Understand the Problem
The question is asking for the greatest common factor (GCF) of two numbers, 18 and 32. To find the GCF, we will need to identify the factors of both numbers and determine which factor is the largest that divides both numbers evenly.
Answer
$2$
Answer for screen readers
The greatest common factor (GCF) of 18 and 32 is $2$.
Steps to Solve
- Identify the factors of 18
The factors of 18 are numbers that divide it evenly. We find them by checking each number from 1 to 18:
- 1, 2, 3, 6, 9, 18
So, the factors of 18 are: $1, 2, 3, 6, 9, 18$.
- Identify the factors of 32
Similarly, we find the factors of 32 by checking each number from 1 to 32:
- 1, 2, 4, 8, 16, 32
So, the factors of 32 are: $1, 2, 4, 8, 16, 32$.
- Find the common factors
Now, we look for factors that are present in both lists of factors:
- Common factors of 18 and 32 are: $1, 2$.

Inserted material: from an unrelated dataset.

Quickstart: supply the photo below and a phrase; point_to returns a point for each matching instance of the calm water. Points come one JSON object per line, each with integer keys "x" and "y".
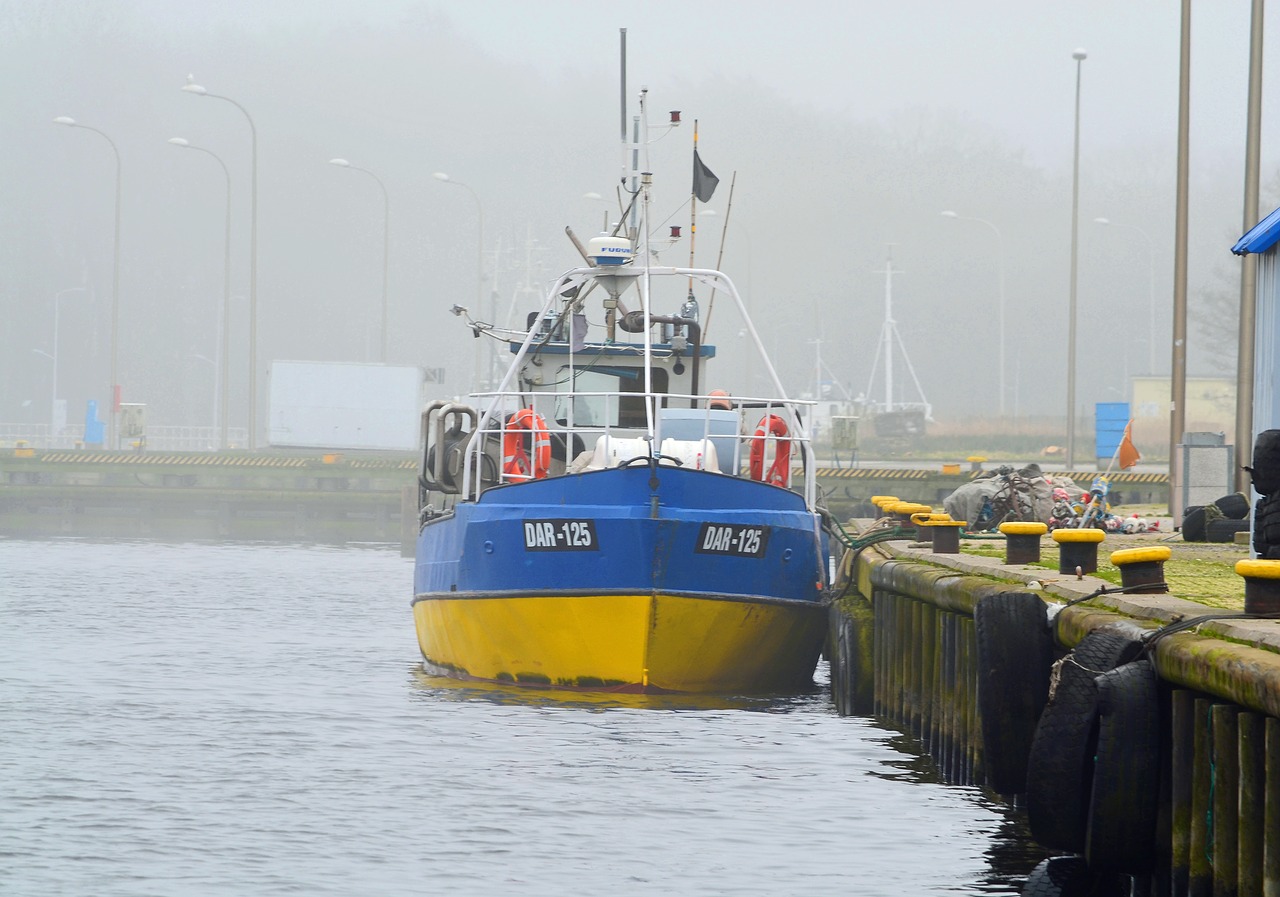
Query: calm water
{"x": 252, "y": 719}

- Determine the greatest common factor
From the common factors, we have $1$ and $2$. The greatest of these is: $$ \text{GCF} = 2 $$
The greatest common factor (GCF) of 18 and 32 is $2$.
More Information
The GCF is useful in various applications, including simplifying fractions and finding common denominators for addition or subtraction of fractions. It’s a key concept in number theory.
Tips
- Listing non-factors: Sometimes, students might include numbers that do not divide evenly into the original numbers. Always check divisibility properly.
- Omitting common factors: Ensure you compare both lists thoroughly to find all common factors.